Bangladeş Enformasyon Bakanı Hasanul Haq Inu, Arakan krizinin çözümünde uluslararası kamuoyunun rolünün önemli olduğunu vurgulayarak, "Uluslararası kurumlar bu sorunu çözmek için daha atılgan olmalı. Bu kapsamda bütün uluslararası kurumlara Arakan sorununa çözüm bulmaları için çağrıda bulunuyoruz." dedi.
Inu, "Visit Bangladesh 2018" programı kapsamında, Türkiye, Kanada, Suudi Arabistan, Japonya, Umman, Brezilya, Etiyopya, Hindistan, Filipinler ve Güney Kore'den yaklaşık 50 gazeteciyle bir araya gelerek sorularını yanıtladı.
Arakan krizinden Myanmar hükümetinin sorumlu olduğunu belirten Inu, "Uluslararası kurumlar bu sorunu çözmek için daha atılgan olmalı. Bu kapsamda bütün uluslararası kurumlara Arakan sorununa çözüm bulmaları için çağrıda bulunuyoruz." diye konuştu.
Ülkesinde medyanın Arakan krizine özel olarak yer ayırdığını dile getiren Inu, "Medya, Arakanlıların Bangladeş'e Myanmar'da soykırıma uğradığı için geldikleri gerçeğini sayfalarına taşıyor." ifadesini kullandı.
Inu, ülkesinde 'bir değişim rüzgarı olduğunu' kaydederek, gelişen medya ve iletişim sektörüyle ilgili gazetecileri bilgilendirdi.

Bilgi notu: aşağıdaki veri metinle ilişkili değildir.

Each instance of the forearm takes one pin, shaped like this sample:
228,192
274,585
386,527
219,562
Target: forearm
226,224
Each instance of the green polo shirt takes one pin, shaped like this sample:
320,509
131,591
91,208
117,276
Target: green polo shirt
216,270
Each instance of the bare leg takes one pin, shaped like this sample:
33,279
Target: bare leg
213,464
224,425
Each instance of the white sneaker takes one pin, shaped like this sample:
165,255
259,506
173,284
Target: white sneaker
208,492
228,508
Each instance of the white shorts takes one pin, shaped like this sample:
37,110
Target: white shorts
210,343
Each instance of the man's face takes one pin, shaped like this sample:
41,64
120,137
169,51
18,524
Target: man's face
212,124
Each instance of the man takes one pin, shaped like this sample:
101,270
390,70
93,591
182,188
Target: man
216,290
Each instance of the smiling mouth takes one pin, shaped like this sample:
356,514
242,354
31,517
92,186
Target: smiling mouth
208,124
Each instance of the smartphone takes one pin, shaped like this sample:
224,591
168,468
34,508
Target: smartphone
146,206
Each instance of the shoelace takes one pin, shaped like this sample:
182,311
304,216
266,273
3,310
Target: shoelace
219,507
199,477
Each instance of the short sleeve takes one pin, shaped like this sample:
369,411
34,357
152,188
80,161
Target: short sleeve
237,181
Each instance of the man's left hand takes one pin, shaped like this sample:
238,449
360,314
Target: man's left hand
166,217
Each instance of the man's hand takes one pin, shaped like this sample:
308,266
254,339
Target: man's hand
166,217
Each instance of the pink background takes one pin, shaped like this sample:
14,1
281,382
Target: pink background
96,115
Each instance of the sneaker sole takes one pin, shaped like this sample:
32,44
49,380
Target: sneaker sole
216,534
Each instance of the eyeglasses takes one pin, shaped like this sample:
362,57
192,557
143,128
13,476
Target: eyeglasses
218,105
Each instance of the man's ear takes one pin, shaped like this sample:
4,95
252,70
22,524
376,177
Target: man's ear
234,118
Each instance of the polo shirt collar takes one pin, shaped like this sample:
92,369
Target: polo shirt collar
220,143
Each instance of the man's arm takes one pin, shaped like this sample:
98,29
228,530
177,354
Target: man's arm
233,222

Bangladeş'te medyanın çok sesli olduğunu söyleyen Inu, "Bangladeş'te 10 yıl önce 700 gazete vardı. Şu anda kayıtlı gazete sayısı ise 2 bin 800." dedi.
"Türkiye Arakanlılara en çok yardım eden ülkelerden biri"
Bangladeş Başbakanı Şeyh Hasina'nın Siyasi Danışmanı Hüseyin Tevfik İmam da Bangladeş Başbakanlık Ofisinde gazetecilerin sorularını yanıtladı.
"Türkiye Arakanlılara en çok yardım eden ülkelerden biri." ifadesini kullanan İmam, Türkiye'nin Bangladeş'te ayrı bir kamp bile kurduğunu hatırlattı.
Arakanlı Müslümanlara etnik temizlik
Birleşmiş Milletlere (BM) göre, 25 Ağustos 2017'den sonra Arakan'dan kaçıp Bangladeş'e sığınanların sayısı 700 bini aştı. Uluslararası insan hakları kuruluşları, yayınladıkları uydu görüntüleriyle yüzlerce köyün yok edildiğini kanıtladı.
Arakanlıların topraklarına dönüşü için Myanmar ve Bangladeş hükümetleri arasında imzalanan anlaşma, yerinden edilenlerin durumlarını belgelendirmeleri mümkün olmadığı için uygulamada işlevsiz kalıyor.
BM ve uluslararası insan hakları örgütleri, Arakanlı Müslümanlara yönelik şiddeti, "etnik temizlik" ya da "soykırım" olarak adlandırıyor.